Exit HIGH-RISK / INFRA when:

- Risky operation is complete and verified.
- System is stable.
- Recovery state is documented.

---

### 2.4 INCIDENT

Use when something is broken, production-impacting, data-threatening, or time-sensitive.

**Goal**: Restore truth and stability first. Documentation follows.

Required:

- Identify current impact.
- Avoid speculative fixes.
- Gather evidence before changing state.
- Prefer reversible actions.
- Log high-risk commands.
- Write a short incident note after stabilization.

Allowed:

- Defer ADRs, retrospectives, and KB entries until after stabilization.

Incident priority order:

1. Stop damage.
2. Preserve evidence.
3. Restore service or safe state.
4. Verify recovery.
5. Document root cause and prevention.

---

## 3. Prime Directives

These apply in all modes unless explicitly narrowed.

### PD-1 — Verify Execution Context

Before running commands that can change state, confirm:

- Which machine will execute it.
- Current working directory.
- Git repo and branch.
- Environment variables that affect target environment.
- File path and file contents.
- Whether generated files or Docker images are stale.

Never assume a local edit is present remotely. Never assume a container contains current code.
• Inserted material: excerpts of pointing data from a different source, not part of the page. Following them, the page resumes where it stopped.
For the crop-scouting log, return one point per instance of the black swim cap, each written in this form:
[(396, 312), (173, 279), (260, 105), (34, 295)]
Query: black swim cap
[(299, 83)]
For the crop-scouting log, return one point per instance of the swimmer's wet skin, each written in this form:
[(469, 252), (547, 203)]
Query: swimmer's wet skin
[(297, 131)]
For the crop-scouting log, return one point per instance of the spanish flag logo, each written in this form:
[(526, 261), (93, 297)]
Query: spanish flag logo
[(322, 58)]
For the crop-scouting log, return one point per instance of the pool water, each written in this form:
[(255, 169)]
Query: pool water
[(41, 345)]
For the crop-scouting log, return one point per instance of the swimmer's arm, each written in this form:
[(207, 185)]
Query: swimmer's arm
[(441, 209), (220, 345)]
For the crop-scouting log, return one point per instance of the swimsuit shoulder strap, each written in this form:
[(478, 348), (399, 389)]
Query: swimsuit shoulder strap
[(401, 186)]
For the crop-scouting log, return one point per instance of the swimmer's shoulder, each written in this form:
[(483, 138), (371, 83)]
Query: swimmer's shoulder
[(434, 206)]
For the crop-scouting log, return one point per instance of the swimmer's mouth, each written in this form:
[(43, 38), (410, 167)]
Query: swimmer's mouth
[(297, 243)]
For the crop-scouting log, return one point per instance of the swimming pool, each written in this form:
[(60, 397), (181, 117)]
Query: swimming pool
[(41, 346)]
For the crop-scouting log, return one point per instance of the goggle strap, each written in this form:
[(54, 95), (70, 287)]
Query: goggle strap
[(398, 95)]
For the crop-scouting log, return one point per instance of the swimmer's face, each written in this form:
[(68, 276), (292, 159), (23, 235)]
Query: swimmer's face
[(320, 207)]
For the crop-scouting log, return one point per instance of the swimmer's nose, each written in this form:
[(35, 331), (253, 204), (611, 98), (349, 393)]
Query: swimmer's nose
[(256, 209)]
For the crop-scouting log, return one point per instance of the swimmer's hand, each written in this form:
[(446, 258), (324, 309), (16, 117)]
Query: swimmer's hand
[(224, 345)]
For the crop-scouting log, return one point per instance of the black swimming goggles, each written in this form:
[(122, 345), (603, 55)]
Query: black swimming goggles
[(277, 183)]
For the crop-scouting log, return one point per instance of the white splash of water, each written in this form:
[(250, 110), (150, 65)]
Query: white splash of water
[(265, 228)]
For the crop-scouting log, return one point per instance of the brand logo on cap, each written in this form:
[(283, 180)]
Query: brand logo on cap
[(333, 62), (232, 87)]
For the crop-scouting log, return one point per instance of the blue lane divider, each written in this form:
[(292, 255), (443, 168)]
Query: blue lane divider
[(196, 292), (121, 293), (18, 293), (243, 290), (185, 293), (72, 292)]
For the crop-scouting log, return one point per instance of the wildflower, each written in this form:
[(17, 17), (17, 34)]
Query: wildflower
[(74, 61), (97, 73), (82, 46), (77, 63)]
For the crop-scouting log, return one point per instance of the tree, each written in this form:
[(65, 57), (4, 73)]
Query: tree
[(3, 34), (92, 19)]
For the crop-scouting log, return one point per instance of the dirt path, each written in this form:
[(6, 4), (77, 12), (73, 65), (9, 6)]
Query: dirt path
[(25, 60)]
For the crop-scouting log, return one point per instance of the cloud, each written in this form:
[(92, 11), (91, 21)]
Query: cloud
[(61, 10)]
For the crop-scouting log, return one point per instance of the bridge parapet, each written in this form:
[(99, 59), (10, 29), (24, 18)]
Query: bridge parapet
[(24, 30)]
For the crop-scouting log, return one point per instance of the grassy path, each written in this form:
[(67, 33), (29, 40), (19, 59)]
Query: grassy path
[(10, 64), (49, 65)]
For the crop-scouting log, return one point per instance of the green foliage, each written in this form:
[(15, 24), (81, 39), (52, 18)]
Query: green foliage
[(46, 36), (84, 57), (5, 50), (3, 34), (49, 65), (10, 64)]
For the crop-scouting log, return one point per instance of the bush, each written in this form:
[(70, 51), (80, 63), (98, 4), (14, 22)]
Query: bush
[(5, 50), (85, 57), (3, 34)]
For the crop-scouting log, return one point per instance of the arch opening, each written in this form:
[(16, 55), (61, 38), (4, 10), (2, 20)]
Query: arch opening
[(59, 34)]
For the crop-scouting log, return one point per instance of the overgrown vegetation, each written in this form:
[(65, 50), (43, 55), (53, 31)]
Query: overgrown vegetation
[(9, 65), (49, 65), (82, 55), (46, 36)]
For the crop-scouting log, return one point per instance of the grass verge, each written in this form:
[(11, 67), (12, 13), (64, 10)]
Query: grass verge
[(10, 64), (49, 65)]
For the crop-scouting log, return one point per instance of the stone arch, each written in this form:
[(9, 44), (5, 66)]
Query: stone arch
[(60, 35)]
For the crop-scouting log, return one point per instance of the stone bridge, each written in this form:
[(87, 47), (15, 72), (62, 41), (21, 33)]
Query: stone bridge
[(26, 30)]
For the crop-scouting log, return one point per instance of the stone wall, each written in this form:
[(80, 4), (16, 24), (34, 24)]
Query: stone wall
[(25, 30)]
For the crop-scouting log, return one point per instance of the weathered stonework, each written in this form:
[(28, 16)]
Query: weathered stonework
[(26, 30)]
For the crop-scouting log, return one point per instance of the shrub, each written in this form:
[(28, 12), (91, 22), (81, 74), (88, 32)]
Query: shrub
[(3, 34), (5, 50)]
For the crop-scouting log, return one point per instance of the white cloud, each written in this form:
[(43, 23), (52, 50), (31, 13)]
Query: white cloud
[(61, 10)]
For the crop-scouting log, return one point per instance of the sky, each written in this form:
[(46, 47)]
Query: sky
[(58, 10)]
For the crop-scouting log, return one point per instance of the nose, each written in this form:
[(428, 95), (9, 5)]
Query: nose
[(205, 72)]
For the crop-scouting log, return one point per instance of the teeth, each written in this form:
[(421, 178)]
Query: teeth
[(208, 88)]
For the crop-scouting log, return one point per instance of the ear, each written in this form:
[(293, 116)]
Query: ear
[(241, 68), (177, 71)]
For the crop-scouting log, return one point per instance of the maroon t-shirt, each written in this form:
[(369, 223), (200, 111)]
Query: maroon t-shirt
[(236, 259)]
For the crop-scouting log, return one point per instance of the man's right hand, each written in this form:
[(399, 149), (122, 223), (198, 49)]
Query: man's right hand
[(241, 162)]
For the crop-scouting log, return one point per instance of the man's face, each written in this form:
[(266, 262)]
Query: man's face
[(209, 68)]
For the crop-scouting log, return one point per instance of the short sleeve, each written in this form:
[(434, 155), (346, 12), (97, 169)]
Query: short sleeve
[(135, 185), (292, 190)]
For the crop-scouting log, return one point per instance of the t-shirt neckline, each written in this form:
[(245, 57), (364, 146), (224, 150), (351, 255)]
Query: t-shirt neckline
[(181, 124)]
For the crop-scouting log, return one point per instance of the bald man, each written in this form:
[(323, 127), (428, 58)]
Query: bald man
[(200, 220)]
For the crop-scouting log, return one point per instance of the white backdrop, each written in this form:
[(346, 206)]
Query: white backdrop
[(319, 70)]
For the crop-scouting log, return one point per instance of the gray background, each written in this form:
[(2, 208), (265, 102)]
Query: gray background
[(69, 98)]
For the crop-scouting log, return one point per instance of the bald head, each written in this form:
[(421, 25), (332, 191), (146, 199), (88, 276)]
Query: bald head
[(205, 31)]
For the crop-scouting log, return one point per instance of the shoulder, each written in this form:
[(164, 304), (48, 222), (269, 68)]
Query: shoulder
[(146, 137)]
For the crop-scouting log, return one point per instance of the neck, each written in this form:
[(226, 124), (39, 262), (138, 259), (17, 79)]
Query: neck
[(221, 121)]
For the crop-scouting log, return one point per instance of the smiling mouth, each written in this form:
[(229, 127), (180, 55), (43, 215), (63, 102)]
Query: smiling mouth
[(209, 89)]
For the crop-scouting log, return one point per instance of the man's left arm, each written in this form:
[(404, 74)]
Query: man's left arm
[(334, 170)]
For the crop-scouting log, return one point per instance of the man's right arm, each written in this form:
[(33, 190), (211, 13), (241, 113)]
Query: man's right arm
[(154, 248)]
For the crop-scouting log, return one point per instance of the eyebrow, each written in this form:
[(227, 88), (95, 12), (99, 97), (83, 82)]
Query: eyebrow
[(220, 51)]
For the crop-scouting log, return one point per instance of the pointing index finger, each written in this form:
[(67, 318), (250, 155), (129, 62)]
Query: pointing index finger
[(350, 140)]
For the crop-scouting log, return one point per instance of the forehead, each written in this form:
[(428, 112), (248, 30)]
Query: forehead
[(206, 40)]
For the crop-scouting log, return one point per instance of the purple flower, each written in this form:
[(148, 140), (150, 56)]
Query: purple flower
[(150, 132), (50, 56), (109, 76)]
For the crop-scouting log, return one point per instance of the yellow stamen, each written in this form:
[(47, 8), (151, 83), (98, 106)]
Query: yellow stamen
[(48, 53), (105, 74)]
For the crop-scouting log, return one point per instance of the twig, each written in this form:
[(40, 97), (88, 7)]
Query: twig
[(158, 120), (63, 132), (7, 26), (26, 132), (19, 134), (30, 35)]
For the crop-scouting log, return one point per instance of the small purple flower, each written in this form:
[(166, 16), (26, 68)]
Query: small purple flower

This directive is mandatory for HIGH-RISK / INFRA and INCIDENT work. In EXPLORE and low-risk BUILD work, apply proportionally.

---

### PD-2 — Version Durable Work

Durable artifacts must be versioned or intentionally excluded.

Version:

- Code.
- Documentation.
- ADRs.
- Scripts.
- Configuration.
- Generated schemas where the project tracks them.

Do not version:

- Large binary data.
- Generated tile/data outputs unless the project explicitly tracks them.
- Secrets.

For Olsitec workspaces, remember that the workspace root is usually **not** a git repository. Individual subdirectories are separate repositories.

---

### PD-3 — Document What Must Survive

Conversation memory is not durable.

Document information if it is needed for:

- Future sessions.
- Reproducing work.
- Explaining a decision.
- Avoiding a repeated mistake.
- Debugging an incident.
- Coordinating multiple agents.

Do not document trivia merely to satisfy process.

---

### PD-4 — Snapshot Before Losing Recoverability

Take a snapshot before:

- Long-running operations.
- Destructive operations.
- Remote execution with unclear rollback.
- Docker rebuilds used by later commands.
- Database migrations or data changes.
- Major findings that change the plan.
- Session instability.

A snapshot is a recovery tool, not a ceremony.

---

### PD-5 — Be Honest About Confidence

Every meaningful recommendation, diagnosis, or technical conclusion must carry a confidence signal.

Use:

| Confidence | Meaning                                                              |
| ---------- | -------------------------------------------------------------------- |
| **High**   | Verified by docs, tests, direct observation, or source code.         |
| **Medium** | Reasonable inference from known patterns, but not directly verified. |
| **Low**    | Speculative, incomplete, or outside current evidence.                |

Rules:

- Never present a guess as fact.
- Acknowledge when new evidence changes your view.
- Flag blind spots proactively.
- Explain inconsistencies instead of silently changing position.
- Use the Olsitec second-opinion workflow for high-impact decisions when confidence is not high.

---

## 4. Olsitec MCP Integration

The Olsitec MCP is a first-class dependency of this workflow.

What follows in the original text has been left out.